All images from Wikimedia Commons.

9 thoughts on “100 Facts about Charles Williams

  1. Ah, this is a great list! And I’m so happy that I’ve found your blog! I love all things Lewis, and from him, Chesterton, Sayers, and I have plans to soon start reading some of Charles Williams and Owen Barfield’s books. I can’t wait to have a look around your blog! 🙂

    ~ Cleo ~

    Liked by 1 person

  2. To bring the circle round, your readers might be interested in some of my (maniacally frequent and detailed?) responses to and embroideries upon Grevel’s facts at:


    Maybe I should revisit and embroider further, there, having now read the whole, splendid biography…

    One example of which would be, at # 15, sadly, probably not ‘that’ Christopher Lee (however possible and plausible in terms of date and interest) – the Christopher Lee to whom Grevel’s footnoted sources refer is almost certainly the poet, Christopher Lee (whose widow, Belinda, whom I happened to know from the Group of Oxford Players play-reading circle, gave me copies of letters from Williams to him), and not the late Sir Christopher (whose son-in-law told me that, if he had known C.W., he never mentioned it).

    Liked by 1 person

    1. I haven’t been able to read all of your responses and embroideries yet, but so far, they look very interesting! About your comment on #46, I too would have loved to have seen Charles Williams and Dylan Thomas tag team a poetry reading. Between Thomas’s gift for performing and Williams’s spastic energy, I’m sure they would have been a sight to behold. I was also a little curious to find out which author in G. K. Chesterton’s newspaper called Williams a Satanist, so thank you for that.

      What a shame about Christopher Lee. I suppose that one was just too good to be true!


  3. Reblogged this on A Pilgrim in Narnia and commented:
    Well, for today’s Friday Feature (on early Saturday), this is super cool. Grevel Lindop really has written an award-winning, critical biography of this strange man, Charles Williams–so influential to C.S. Lewis and the Inklings and a superbly interesting writer (if difficult at times). A couple of years ago, Hanna at Book Geeks Anonymous took Grevel’s top tweets of 100 weird and wonderful CW facts and blogged them. I missed it, but Oddest Inkling scholar Sørina Higgins tweeted it today and I want to share it with you! #10 and #45 and #96 are funny, and #9, 22, 23, 34, 65, 74, 83 are intriguingly weird.
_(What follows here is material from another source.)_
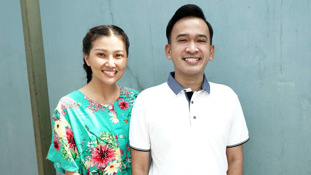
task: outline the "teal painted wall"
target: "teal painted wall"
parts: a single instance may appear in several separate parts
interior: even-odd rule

I didn’t know about many of them, but am not sure about #73 and #91. I”m glad #78 failed. #99 makes too much sense.


  4. Sadly, the one about Williams giving Lewis influencing the naming of the Allegory of Love is wrong, too – it had been published already when Williams first wrote to Lewis (ie, before they met) in appreciationn of the book. The Tolkien parallels are interesting, but there’s probably not that much likelihood that Williams influenced their outcome. Mr. Lindop is generally unreliable about Tolkien and Lewis.